Asthma can be both, short and long term, depending upon the symptoms every individual displays. Proper treatment and a health-centric lifestyle make the world of a difference in preventing the onset of this respiratory condition.

Measures To Prevent Asthma

As per research, there is no cure that can resolve the issue of asthma. But the condition is extremely controllable and one could live life normally without the slightest of disturbances in their everyday activities. Here are a few steps one can take to keep themselves safe from this disease.

1. Contact a doctor

Feel free to connect with your doctor to determine the cause and treatment plan for your asthma signs. First, they will talk about your physical state and after that, they will run tests for the lungs or respiratory system.

2. Follow an action plan

The doctor will prepare an action plan based on your test results which you have to follow at any cost to avoid the symptoms.

3. Vaccination

Vaccinations help to be safe from diseases such as influenza and pneumonia. Getting vaccinated for such diseases also saves you from asthma as they act as asthma-triggers.

4. Monitoring

One should be able to record their breathing differences in normal conditions and during an apparent attack. That would help to recognize the danger signs for an impending attack. You can either take the help of a doctor to measure the peak flow of air, or you can measure it at home, or even through a smartwatch.

5. Identification

Identifying triggers is extremely important as you can take measures to restrict yourself from such allergens and irritants. Whether it’s a food item, specific drink, or some cloth materials, it’s better to be aware and keep your distance rather than to spark an asthma attack.

6. Medication

Do not make any changes in medication without consulting the doctor. It is always a nice idea to take your medication to the doctor so he can make sure you are using the right medication and exact dose (this is only if you’ve chosen the medicines yourself).

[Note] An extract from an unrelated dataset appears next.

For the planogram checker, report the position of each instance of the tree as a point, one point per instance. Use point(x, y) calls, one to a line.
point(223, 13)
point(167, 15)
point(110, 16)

Long-term medication such as anti-inflammatory drugs or allergy medication can help in inhaling air comfortably.

7. Inhaler

In most cases, a doctor suggests an inhaler as the primary means of medication. Be particular about how to use an inhaler and follow the instructions to use it. And always carry it in your backpack. Consider it a top priority amongst your bag pack items.


As mentioned previously, asthma symptoms vary from individual to individual. Unless the signs are obvious, you must consult a doctor and get a quick diagnosis done.